Она выскальзывает мимо него в дверь, и лицо у неё при этом такое, которого я бы предпочёл у неё не видеть. А сам я себя чувствую нашкодившим щенком, который только что с упоением трепал тапочек и вдруг увидел в дверях наблюдающего за ним хозяина со свёрнутой в трубку газетой.
Но, хорохорясь перед Хаусом, я капризно и вызывающе начинаю:
- Какого чёрта ты…
А он вдруг делает ко мне шаг – механический, как робот, и отвешивает мне пощёчину. Не злобно и не сильно, но хлёстко Как раз такую, которой в тех же кино-книгах приводят в себя истерящую дамочку.
И я давлюсь недовысказанной претензией и невольно хватаюсь за лицо, а Хаус ничего не говорит - просто молча стоит и смотрит: спокойно, бесстрастно…

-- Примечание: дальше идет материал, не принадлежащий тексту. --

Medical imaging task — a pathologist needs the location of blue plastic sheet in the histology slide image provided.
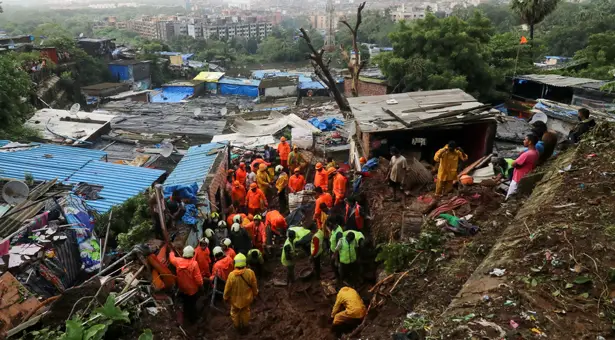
[308,118,344,131]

Было со мной такое как-то в детстве: увлекшись, я выскочил на своём скейтборде на дорогу и увидел, как на меня неудержимое летит огромный тракомат с прицепом. И – главное -  у меня ещё было время отскочить, я понимал это, но просто неподвижно стоял и смотрел, как заворожённый, как выскользнувший из-под меня скейт кувыркается в кювет, а тень грузовика летит впереди бампера по асфальту к моим ногам. И он раздавил бы меня в лепёшку, если бы мой старший брат с ругательством не дёрнул меня за шиворот. Вот и сейчас Хаус как будто бы дёрнул меня за шиворот. И вовремя, не то осталось бы от меня кровавое месиво на залитой солнцем дороге.
А так я поднимаюсь с отбитой задницей из пыли, ошеломлённый, оглушённый, ещё не вполне понимая, на каком я свете. Грузовик проносится мимо, и водитель из своего бокового окна кабины кроет меня последними словами, а я только прижимаю ладонью к щеке жгучую боль отвешенной Хаусом оплеухи, словно прихлопнутого комара, и чувствую, что между нами пат - тягостное состояние, когда любое действие, любое слово  - провально, и поэтому нет ни действий, ни слов - только нарастающее напряжение, от которого начинают слезиться глаза и стучать в висках - гулко и громко, как внутри МРТ-сканера.
- Ты, - наконец, говорит Хаус,- субституцию своей мести покойнице реализуй как-нибудь побезопаснее. Нашёл объект, дьявол тебя побери!
Киваю на ноутбук:
- У тебя там что, ещё и камера слежения?
- Без камеры, - говорит. - Только прослушка… Уилсон, я серьёзно. Ты плохо придумал.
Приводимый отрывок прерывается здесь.